Correlation Between Valneva SE and Marine Products
Can any of the company-specific risk be diversified away by investing in both Valneva SE and Marine Products at the same time? Although using a correlation coefficient on its own may not help to predict future stock returns, this module helps to understand the diversifiable risk of combining Valneva SE and Marine Products into the same portfolio, which is an essential part of the fundamental portfolio management process.
By analyzing existing cross correlation between Valneva SE ADR and Marine Products, you can compare the effects of market volatilities on Valneva SE and Marine Products and check how they will diversify away market risk if combined in the same portfolio for a given time horizon. You can also utilize pair trading strategies of matching a long position in Valneva SE with a short position of Marine Products. Check out your portfolio center. Please also check ongoing floating volatility patterns of Valneva SE and Marine Products.
Diversification Opportunities for Valneva SE and Marine Products
-0.42 | Correlation Coefficient |
Very good diversification
The 3 months correlation between Valneva and Marine is -0.42. Overlapping area represents the amount of risk that can be diversified away by holding Valneva SE ADR and Marine Products in the same portfolio, assuming nothing else is changed. The correlation between historical prices or returns on Marine Products and Valneva SE is a relative statistical measure of the degree to which these equity instruments tend to move together. The correlation coefficient measures the extent to which returns on Valneva SE ADR are associated (or correlated) with Marine Products. Values of the correlation coefficient range from -1 to +1, where. The correlation of zero (0) is possible when the price movement of Marine Products has no effect on the direction of Valneva SE i.e., Valneva SE and Marine Products go up and down completely randomly.

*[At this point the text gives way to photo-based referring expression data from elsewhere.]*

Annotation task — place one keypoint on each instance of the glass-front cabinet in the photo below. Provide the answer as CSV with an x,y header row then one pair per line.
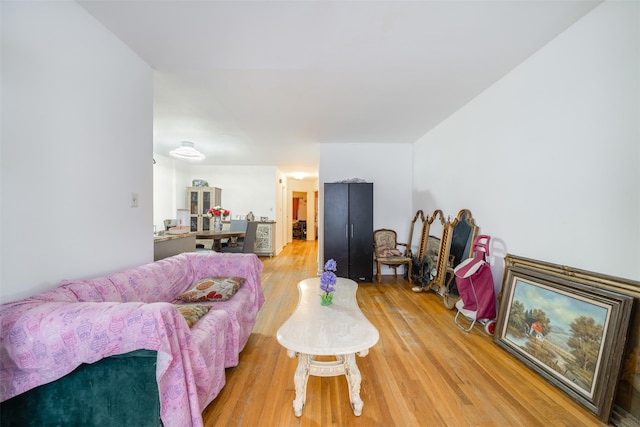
x,y
199,201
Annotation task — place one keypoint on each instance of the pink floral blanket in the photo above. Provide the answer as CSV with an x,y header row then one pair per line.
x,y
47,336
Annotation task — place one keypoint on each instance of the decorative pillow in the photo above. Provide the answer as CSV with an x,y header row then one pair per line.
x,y
192,312
212,289
385,252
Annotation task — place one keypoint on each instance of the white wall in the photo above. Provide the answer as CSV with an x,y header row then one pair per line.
x,y
547,159
76,142
387,166
167,194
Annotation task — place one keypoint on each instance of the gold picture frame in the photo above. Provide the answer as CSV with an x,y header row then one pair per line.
x,y
569,325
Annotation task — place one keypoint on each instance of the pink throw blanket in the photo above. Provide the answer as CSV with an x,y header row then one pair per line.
x,y
47,336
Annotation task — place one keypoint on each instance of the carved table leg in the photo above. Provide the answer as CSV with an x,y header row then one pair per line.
x,y
300,380
353,380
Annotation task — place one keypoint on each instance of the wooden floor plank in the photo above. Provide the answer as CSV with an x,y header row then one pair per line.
x,y
424,371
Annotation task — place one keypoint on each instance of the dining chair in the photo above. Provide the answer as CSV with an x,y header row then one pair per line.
x,y
249,242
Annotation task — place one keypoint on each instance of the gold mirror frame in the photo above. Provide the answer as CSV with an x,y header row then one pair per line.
x,y
443,281
418,216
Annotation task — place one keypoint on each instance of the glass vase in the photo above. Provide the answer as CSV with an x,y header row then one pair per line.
x,y
326,298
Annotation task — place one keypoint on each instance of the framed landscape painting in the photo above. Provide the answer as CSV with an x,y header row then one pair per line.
x,y
571,333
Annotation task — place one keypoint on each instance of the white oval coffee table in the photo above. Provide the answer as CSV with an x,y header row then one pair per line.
x,y
339,330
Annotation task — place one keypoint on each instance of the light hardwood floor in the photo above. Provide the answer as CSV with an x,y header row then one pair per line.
x,y
424,371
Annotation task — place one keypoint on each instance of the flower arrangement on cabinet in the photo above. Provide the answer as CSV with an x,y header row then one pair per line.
x,y
328,282
217,211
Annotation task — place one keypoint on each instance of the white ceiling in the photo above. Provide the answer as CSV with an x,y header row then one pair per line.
x,y
265,82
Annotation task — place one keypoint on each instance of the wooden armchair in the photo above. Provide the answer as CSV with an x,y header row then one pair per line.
x,y
386,252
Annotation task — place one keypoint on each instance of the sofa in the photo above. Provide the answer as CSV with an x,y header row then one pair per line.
x,y
119,349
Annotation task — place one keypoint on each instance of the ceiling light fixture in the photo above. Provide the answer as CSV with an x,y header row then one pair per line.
x,y
186,151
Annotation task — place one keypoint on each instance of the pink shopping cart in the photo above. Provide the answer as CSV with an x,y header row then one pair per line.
x,y
475,286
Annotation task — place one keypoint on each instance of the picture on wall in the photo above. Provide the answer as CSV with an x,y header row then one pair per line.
x,y
572,334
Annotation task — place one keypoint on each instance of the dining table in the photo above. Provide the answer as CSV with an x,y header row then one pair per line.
x,y
217,237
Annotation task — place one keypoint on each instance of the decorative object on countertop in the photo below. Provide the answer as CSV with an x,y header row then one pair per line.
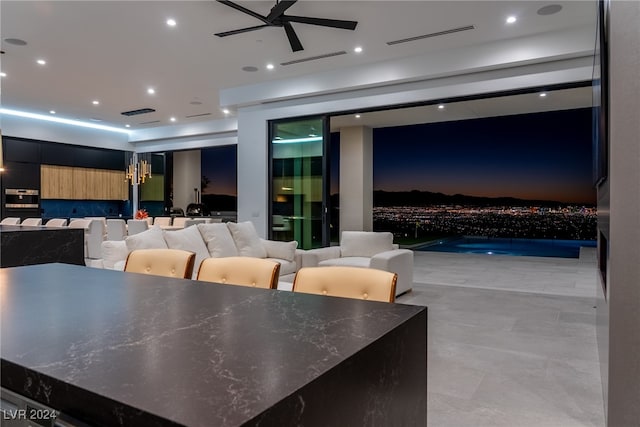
x,y
142,214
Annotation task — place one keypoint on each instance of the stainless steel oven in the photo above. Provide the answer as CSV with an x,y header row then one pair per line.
x,y
21,198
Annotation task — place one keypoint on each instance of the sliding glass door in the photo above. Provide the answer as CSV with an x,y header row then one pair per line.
x,y
299,187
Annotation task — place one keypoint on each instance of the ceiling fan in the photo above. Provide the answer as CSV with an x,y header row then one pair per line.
x,y
277,18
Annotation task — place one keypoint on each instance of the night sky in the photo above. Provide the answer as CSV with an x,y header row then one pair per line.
x,y
219,164
543,156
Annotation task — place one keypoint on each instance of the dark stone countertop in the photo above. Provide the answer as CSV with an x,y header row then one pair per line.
x,y
120,348
28,245
11,228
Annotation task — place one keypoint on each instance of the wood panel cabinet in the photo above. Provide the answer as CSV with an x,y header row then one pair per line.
x,y
63,182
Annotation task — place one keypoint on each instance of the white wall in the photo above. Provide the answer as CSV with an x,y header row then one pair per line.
x,y
356,178
186,177
622,352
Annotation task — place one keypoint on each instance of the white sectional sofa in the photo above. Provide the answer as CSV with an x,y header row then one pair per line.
x,y
208,240
366,249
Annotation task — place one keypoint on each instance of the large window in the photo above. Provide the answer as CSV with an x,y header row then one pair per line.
x,y
298,187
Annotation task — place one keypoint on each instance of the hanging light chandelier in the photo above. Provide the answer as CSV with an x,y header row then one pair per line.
x,y
138,168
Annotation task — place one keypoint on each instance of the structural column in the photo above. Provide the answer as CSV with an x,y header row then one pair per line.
x,y
186,177
356,178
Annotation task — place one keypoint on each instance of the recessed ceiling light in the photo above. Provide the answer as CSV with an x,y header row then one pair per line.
x,y
549,9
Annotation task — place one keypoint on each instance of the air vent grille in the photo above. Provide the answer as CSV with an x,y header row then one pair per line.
x,y
427,36
314,58
139,111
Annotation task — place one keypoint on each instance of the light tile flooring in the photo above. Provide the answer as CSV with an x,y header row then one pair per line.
x,y
511,341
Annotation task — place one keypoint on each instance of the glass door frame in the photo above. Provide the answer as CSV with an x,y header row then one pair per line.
x,y
326,152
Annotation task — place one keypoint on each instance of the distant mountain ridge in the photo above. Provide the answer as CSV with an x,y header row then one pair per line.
x,y
382,198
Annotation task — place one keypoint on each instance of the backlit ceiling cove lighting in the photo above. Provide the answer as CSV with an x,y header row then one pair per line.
x,y
54,119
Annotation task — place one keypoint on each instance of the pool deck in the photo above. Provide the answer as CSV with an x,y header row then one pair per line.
x,y
512,339
543,275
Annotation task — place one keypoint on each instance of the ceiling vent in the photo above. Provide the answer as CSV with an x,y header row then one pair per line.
x,y
314,58
136,112
427,36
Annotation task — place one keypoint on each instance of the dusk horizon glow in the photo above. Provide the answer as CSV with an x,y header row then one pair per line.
x,y
540,156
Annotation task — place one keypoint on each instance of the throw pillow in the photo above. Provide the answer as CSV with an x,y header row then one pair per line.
x,y
113,251
280,250
188,239
218,239
149,239
365,243
246,239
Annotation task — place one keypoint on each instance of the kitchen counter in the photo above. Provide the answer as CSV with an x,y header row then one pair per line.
x,y
112,348
23,245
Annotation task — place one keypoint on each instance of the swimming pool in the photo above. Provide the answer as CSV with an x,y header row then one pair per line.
x,y
505,246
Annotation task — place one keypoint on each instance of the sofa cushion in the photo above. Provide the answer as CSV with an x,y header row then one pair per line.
x,y
352,261
149,239
188,239
282,250
218,239
112,252
365,243
246,239
286,266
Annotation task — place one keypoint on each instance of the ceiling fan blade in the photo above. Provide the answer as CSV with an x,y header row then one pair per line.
x,y
279,9
294,41
334,23
241,30
245,10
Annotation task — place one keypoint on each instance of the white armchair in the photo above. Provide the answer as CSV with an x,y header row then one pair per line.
x,y
93,236
366,249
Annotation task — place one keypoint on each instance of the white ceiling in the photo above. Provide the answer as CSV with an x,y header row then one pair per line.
x,y
112,51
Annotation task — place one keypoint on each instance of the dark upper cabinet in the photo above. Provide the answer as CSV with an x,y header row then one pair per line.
x,y
83,157
18,150
58,154
21,175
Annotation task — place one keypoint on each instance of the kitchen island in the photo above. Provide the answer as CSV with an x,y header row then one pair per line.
x,y
27,245
111,348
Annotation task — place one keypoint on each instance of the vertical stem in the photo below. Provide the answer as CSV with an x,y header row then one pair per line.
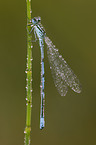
x,y
29,77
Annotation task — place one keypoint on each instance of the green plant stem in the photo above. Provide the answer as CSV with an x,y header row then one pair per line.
x,y
29,76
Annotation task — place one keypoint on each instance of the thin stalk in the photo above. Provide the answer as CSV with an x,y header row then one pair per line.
x,y
29,76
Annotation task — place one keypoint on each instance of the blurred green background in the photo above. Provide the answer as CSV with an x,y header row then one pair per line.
x,y
70,120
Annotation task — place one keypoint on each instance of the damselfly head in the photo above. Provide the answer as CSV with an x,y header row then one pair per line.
x,y
36,20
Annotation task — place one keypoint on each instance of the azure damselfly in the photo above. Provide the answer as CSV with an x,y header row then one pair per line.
x,y
63,75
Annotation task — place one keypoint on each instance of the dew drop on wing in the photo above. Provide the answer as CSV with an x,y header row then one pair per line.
x,y
63,75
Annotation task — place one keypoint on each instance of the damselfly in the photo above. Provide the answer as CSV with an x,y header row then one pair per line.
x,y
63,75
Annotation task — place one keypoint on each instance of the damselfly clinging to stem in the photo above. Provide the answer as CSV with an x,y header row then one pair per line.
x,y
63,75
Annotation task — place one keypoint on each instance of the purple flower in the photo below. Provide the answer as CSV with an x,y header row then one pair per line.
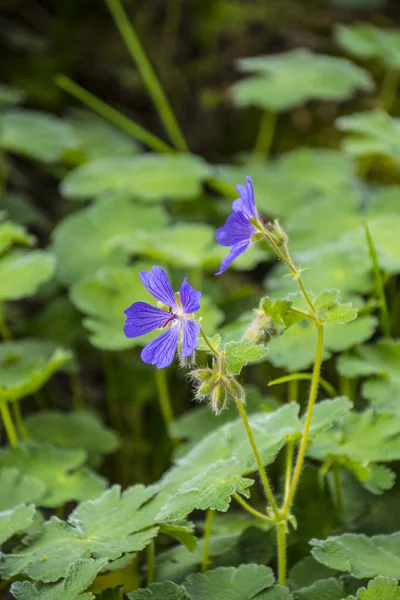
x,y
238,229
173,313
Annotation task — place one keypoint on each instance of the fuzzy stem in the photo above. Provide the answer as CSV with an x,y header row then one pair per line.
x,y
288,467
304,440
385,321
164,399
8,424
207,534
281,543
338,490
150,551
148,74
287,259
114,116
207,341
328,387
76,388
250,509
111,391
264,479
16,409
4,331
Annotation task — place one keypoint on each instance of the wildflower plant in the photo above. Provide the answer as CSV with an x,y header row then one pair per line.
x,y
162,284
218,383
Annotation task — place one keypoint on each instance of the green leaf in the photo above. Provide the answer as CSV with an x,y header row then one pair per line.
x,y
366,41
11,233
35,134
24,368
326,589
236,538
245,583
280,82
160,591
325,220
22,273
15,520
61,471
76,430
380,588
17,488
359,555
183,533
295,349
149,177
194,424
338,265
79,576
99,234
240,354
307,572
357,442
381,358
215,468
370,133
97,138
108,527
328,412
211,488
10,95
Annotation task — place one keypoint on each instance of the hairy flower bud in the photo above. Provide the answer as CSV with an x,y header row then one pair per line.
x,y
234,388
259,330
202,374
218,399
277,233
208,386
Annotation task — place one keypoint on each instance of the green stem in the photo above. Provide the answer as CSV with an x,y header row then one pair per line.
x,y
205,561
265,135
164,399
250,509
172,22
293,392
304,440
148,74
207,341
111,392
338,489
264,479
385,321
288,467
281,542
114,116
328,387
287,259
76,388
8,424
4,331
16,409
150,550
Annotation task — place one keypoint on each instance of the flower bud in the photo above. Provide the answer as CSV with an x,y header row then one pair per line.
x,y
234,388
259,330
218,398
202,374
208,385
277,233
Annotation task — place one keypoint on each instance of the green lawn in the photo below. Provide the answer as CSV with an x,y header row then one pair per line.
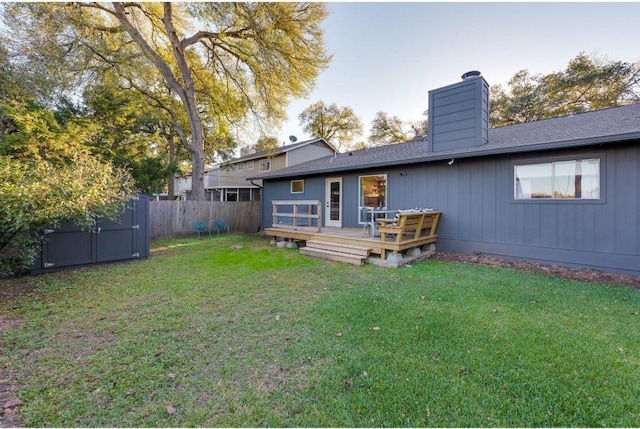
x,y
231,331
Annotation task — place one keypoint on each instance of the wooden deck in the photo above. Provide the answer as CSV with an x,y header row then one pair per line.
x,y
360,238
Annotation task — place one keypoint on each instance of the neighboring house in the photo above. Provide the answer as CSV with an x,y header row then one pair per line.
x,y
557,191
228,181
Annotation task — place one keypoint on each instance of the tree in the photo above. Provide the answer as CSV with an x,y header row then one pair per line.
x,y
248,58
266,143
339,126
36,194
588,83
389,130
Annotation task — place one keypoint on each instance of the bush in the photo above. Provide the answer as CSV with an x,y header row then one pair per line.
x,y
35,195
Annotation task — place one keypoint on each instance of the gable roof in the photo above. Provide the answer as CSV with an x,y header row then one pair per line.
x,y
596,127
281,149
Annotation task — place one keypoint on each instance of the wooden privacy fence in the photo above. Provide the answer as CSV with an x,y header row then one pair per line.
x,y
175,218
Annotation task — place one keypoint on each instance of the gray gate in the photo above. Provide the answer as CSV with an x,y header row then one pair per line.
x,y
106,241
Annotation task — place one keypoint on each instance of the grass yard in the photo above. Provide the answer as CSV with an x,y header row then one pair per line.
x,y
231,331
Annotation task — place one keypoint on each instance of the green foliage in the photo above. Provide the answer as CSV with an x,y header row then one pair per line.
x,y
588,83
36,194
339,126
266,143
207,67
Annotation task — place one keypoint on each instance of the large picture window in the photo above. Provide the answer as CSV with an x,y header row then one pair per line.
x,y
297,186
559,180
372,194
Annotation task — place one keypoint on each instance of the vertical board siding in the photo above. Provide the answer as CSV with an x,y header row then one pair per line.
x,y
175,218
479,213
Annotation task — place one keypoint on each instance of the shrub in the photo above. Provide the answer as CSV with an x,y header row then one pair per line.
x,y
35,195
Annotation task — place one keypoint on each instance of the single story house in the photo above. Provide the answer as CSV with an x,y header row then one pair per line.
x,y
562,191
228,181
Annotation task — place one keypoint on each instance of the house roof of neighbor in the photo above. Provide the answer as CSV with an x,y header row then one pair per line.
x,y
616,124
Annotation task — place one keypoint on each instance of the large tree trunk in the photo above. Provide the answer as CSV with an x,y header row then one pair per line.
x,y
171,148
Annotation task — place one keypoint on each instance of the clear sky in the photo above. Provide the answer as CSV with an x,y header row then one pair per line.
x,y
387,56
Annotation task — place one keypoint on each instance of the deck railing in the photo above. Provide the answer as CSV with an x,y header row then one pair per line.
x,y
302,215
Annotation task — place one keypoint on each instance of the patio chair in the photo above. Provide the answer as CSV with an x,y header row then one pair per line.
x,y
200,226
220,225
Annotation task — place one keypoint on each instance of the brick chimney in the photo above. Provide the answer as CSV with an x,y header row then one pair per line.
x,y
459,114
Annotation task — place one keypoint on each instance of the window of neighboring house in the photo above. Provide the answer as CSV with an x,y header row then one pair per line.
x,y
244,194
231,194
372,194
558,180
265,165
297,186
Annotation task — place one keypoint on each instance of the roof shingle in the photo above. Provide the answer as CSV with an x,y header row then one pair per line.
x,y
600,126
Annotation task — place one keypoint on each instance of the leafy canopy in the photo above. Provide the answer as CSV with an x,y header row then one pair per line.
x,y
588,83
339,126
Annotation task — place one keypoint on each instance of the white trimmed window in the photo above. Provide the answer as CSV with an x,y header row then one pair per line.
x,y
297,186
558,180
265,165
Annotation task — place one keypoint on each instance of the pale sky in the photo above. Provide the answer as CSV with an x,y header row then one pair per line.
x,y
387,56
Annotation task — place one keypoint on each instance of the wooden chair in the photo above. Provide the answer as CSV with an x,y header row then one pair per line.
x,y
221,225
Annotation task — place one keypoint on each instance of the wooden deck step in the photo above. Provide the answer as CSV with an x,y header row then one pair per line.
x,y
336,251
339,247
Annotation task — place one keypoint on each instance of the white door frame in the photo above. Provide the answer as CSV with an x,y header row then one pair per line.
x,y
333,202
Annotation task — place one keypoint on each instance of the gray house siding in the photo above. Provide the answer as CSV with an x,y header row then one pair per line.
x,y
481,215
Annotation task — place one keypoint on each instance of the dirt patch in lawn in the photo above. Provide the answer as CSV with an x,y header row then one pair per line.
x,y
581,274
8,402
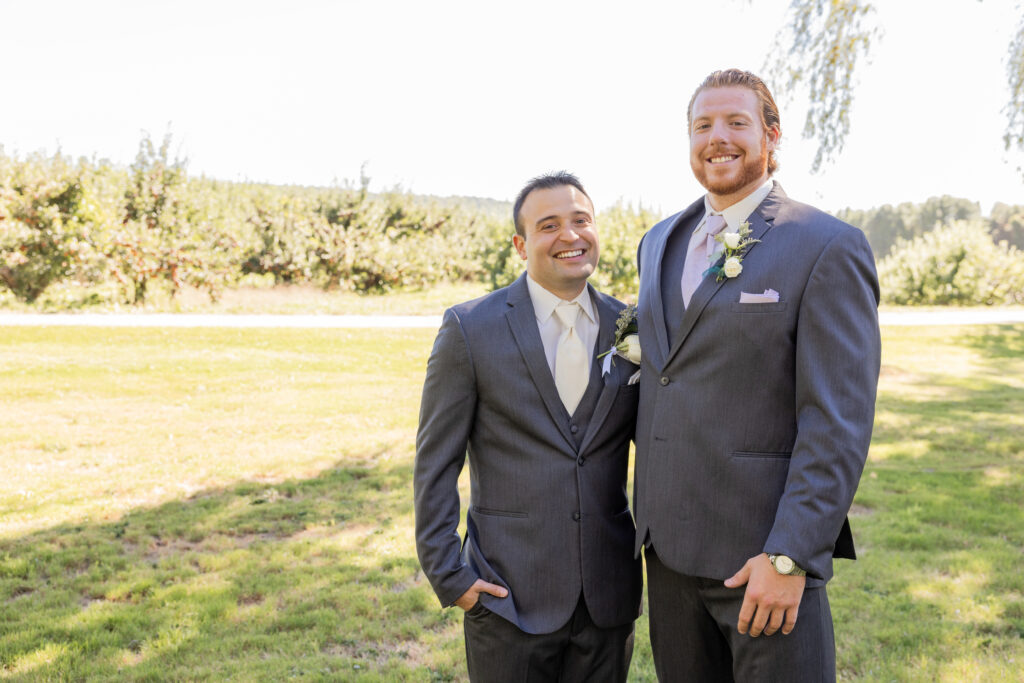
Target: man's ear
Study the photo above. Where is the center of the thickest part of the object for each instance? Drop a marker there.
(520, 245)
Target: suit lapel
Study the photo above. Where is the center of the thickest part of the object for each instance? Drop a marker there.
(522, 323)
(606, 335)
(761, 221)
(654, 298)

Pair Corralation between Valneva SE and Marine Products
Given the investment horizon of 90 days Valneva SE ADR is expected to under-perform the Marine Products. In addition to that, Valneva SE is 3.16 times more volatile than Marine Products. It trades about -0.07 of its total potential returns per unit of risk. Marine Products is currently generating about -0.14 per unit of volatility. If you would invest 984.00 in Marine Products on September 22, 2024 and sell it today you would lose (50.00) from holding Marine Products or give up 5.08% of portfolio value over 90 days.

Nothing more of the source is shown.